Ce qui achève de transformer cet immigré en conteur des mille et une nuit, c'est sa mémoire : il est analphabète mais parle près de quatre langues (arabe, hébreu, anglais, français) et a voyagé-vécu dans le-monde-entier (je souris en pensant à Palpatine lorsqu'il mentionne le Vietnam). Il me parle avec émerveillement de ce vieil aveugle de son village d'enfance (les yeux brûlés par la bouteille d'alcool qu'on lui a versée sur la tête pour désinfecter ses boutons de varicelle…) qui s'asseyait toujours sur le même banc avec ses livres pour qu'on lui fasse la lecture ; ce n'étaient évidemment pas les mêmes personnes d'une fois sur l'autre, mais à chacune il pouvait énoncer la page exacte et le paragraphe où le lecteur précédent s'était arrêté, et guider le nouveau à travers l'histoire ainsi prise en cours de route. Plus étonnant encore pour moi qui n'ai longtemps pas utilisé de marque-page est la parade qu'il a trouvé pour passer les tests de sécurité que requiert tous les deux ans sa profession : il achète le CD-rom, demande à un ami ou à son fils de le lancer et refait inlassablement le test pour savoir quelle réponse cocher à chaque fois, sachant que les questions peuvent varier d'ordre et qu'il lui faut ainsi mémoriser leur allure, la configuration des lettres dans les mots et des mots dans la phrase… Je repense, incrédule, aux noms des stations de métro russes que j'essayais de photographier mentalement pour suivre l'avancée du trajet : un enjambement comme ceci, une barre comme cela… mais au bout de quelques jours, je pouvais lire le cyrillique - sans rien y comprendre, certes, mais je pouvais en tirer un équivalent vocal, plus facilement mémorisable.
Pourquoi, avec une telle volonté et une telle vivacité d'esprit, ne pas avoir tout simplement appris à lire et à écrire ? Il évoque les châtiments corporels de son enfance, qui sont tout ce qu'il a appris à l'école, mais surtout, il chérit ce que nous considérons spontanément comme un handicap, car il ne veut pas perdre ça, sourire brillant, main qui oscille au niveau de la tempe : sa mémoire. À voir son émerveillement, on comprend qu'il ne s'agit pas de perdre la mémoire comme on perd la boule, mais de perdre un trésor, qui le relie aux traditions orales perdues et, en le prévenant de la folie du monde, lui permet d'en jouir à juste distance. Je pense à ces moments où j'omets délibérément de remettre mes lunettes pour baigner quelques instants dans un monde plus doux, et je crois comprendre, oui, un peu. Il ne sait ni lire ni écrire, mais il a un toit, un fils, une fille, un métier, la santé (fierté : pas si courant de voir des hommes de son âge dans sa profession très physique) : what could I want more?

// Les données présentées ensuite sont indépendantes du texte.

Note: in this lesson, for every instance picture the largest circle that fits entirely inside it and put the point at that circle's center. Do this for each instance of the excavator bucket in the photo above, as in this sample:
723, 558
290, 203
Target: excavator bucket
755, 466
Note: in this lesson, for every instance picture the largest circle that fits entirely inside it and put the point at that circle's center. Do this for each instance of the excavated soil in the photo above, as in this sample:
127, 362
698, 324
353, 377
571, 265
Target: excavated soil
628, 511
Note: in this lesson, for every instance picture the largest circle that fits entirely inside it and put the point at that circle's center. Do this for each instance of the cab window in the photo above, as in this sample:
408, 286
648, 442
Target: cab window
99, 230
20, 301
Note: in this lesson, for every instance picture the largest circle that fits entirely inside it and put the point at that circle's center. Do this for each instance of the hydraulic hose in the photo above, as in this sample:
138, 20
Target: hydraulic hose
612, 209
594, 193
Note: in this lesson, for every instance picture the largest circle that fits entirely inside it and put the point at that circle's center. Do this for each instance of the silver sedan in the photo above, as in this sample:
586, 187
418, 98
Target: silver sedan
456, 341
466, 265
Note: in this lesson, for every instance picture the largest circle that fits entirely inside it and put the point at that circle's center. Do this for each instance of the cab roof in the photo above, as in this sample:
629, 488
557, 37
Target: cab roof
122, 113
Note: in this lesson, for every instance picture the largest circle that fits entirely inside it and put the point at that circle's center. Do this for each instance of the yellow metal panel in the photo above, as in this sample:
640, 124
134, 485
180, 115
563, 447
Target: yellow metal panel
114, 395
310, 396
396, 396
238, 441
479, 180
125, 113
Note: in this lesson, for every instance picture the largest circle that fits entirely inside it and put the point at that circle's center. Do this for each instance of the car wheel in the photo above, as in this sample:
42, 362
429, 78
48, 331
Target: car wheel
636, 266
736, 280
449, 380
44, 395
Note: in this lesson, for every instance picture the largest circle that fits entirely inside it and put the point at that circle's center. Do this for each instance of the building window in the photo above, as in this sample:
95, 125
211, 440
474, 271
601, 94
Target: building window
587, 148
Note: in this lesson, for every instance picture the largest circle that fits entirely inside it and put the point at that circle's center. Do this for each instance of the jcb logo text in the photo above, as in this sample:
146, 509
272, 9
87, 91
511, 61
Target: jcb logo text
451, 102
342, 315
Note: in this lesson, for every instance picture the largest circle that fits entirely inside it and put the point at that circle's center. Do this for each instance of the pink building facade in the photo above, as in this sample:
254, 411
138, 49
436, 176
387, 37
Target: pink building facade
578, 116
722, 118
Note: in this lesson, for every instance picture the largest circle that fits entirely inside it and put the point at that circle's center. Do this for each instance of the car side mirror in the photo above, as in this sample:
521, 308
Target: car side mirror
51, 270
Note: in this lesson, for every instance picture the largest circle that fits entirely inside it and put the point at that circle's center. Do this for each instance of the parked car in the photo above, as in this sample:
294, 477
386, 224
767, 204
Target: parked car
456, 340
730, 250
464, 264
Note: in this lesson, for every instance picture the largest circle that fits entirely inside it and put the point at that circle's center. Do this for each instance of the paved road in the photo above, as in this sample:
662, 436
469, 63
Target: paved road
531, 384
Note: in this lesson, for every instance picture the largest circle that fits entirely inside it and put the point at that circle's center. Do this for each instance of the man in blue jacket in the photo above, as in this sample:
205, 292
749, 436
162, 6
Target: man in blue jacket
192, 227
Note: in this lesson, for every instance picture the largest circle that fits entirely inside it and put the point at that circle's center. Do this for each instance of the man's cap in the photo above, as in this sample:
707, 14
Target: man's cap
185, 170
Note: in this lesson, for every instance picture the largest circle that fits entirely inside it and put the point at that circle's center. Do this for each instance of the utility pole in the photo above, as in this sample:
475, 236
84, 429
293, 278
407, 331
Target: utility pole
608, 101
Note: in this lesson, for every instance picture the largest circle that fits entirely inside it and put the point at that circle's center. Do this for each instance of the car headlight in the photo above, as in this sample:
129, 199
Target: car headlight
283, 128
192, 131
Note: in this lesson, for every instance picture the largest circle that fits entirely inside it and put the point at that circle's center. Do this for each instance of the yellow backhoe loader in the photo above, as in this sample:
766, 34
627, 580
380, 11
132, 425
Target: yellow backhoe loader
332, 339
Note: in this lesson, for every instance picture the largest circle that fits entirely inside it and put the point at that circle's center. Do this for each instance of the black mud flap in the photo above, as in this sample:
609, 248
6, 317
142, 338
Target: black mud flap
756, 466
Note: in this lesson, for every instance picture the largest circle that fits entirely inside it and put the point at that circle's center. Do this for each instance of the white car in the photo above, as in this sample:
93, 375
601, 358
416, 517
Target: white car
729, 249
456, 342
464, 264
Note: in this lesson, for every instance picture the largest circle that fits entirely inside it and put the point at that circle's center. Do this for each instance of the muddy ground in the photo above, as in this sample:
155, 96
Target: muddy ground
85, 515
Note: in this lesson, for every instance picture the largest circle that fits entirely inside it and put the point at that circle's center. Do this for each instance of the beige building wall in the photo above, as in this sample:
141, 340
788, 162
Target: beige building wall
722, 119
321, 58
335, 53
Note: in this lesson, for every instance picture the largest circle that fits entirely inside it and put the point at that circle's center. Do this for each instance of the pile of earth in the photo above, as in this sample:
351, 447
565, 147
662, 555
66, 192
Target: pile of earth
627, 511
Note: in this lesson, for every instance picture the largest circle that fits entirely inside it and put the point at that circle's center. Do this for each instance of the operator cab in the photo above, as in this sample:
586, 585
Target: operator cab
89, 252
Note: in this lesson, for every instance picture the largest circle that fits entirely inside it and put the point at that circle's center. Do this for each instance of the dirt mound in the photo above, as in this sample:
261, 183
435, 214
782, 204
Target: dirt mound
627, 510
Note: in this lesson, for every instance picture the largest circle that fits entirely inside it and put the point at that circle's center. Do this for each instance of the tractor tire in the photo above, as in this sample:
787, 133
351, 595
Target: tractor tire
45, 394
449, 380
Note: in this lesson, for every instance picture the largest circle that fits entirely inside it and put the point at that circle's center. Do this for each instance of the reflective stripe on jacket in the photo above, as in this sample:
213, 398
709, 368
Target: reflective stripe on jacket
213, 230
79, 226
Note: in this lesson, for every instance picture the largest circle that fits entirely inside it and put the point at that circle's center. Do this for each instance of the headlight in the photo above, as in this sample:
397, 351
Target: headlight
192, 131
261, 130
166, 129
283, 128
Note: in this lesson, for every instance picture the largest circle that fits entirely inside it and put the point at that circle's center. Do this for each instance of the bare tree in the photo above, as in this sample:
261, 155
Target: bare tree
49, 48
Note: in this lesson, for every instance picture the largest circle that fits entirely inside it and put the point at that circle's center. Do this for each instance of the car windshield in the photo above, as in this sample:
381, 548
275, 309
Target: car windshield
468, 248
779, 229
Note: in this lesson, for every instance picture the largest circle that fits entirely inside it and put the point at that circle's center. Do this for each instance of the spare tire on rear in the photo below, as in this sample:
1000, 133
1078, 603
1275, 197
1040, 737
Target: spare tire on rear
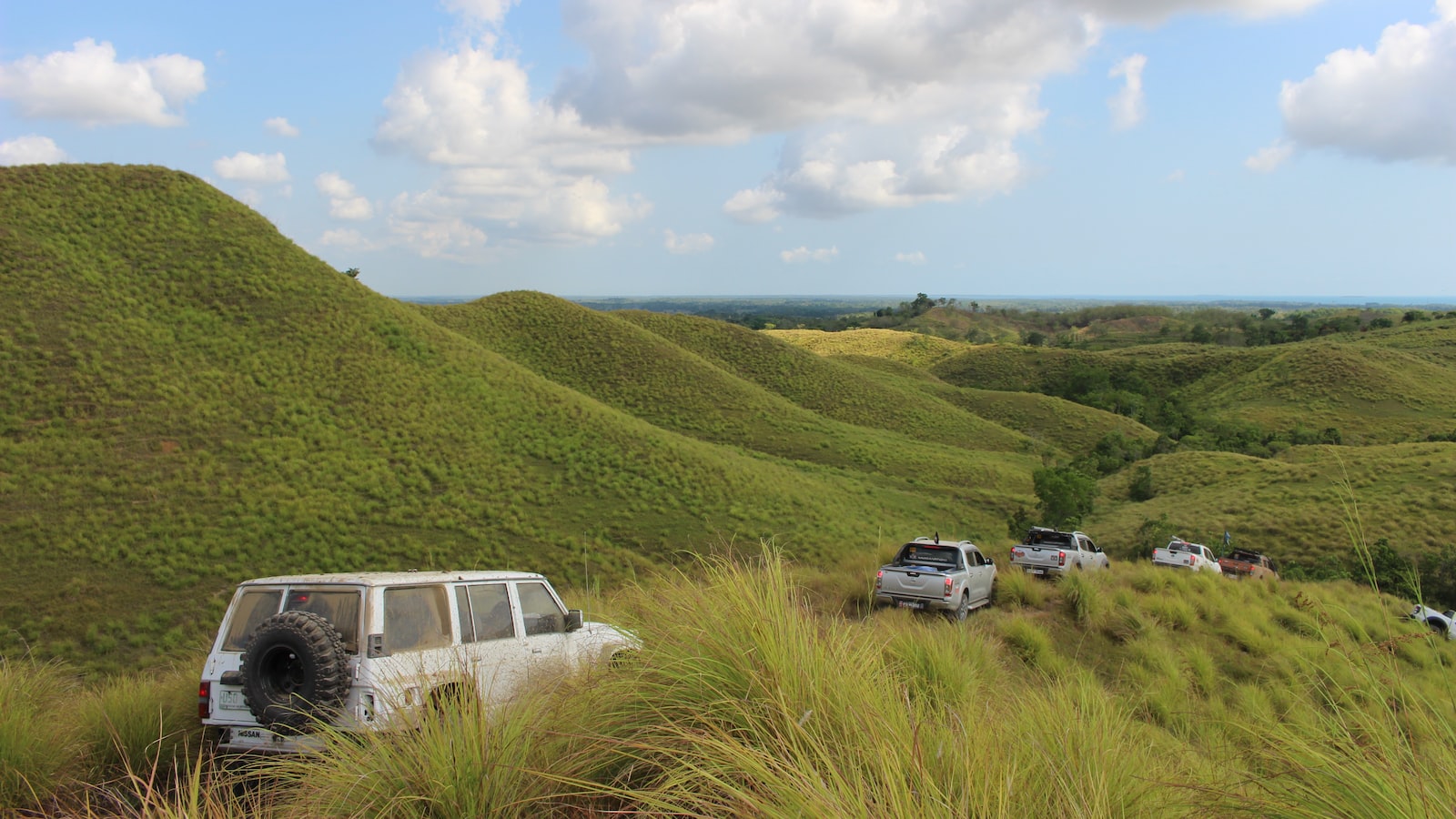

Le soleil se reflète dans son sourire. Sagesse sur un banc public de Londres. J'aime encore plus cette ville de me faire sentir l'espace d'une heure ou deux comme @meliemeliie, comme si j'étais moi aussi capable de rencontre. Sans drague, sans but, sans même aucune suite possible : il serait absurde de lui demande une adresse e-mail pour lui écrire et je ne retiens pas même son nom, qu'il me répète pourtant plusieurs fois, incapable que je suis, gamine pourrie gâtée lettrée, de retenir ce que je ne sais pas écrire. Quelque chose comme Deewan, Deeman…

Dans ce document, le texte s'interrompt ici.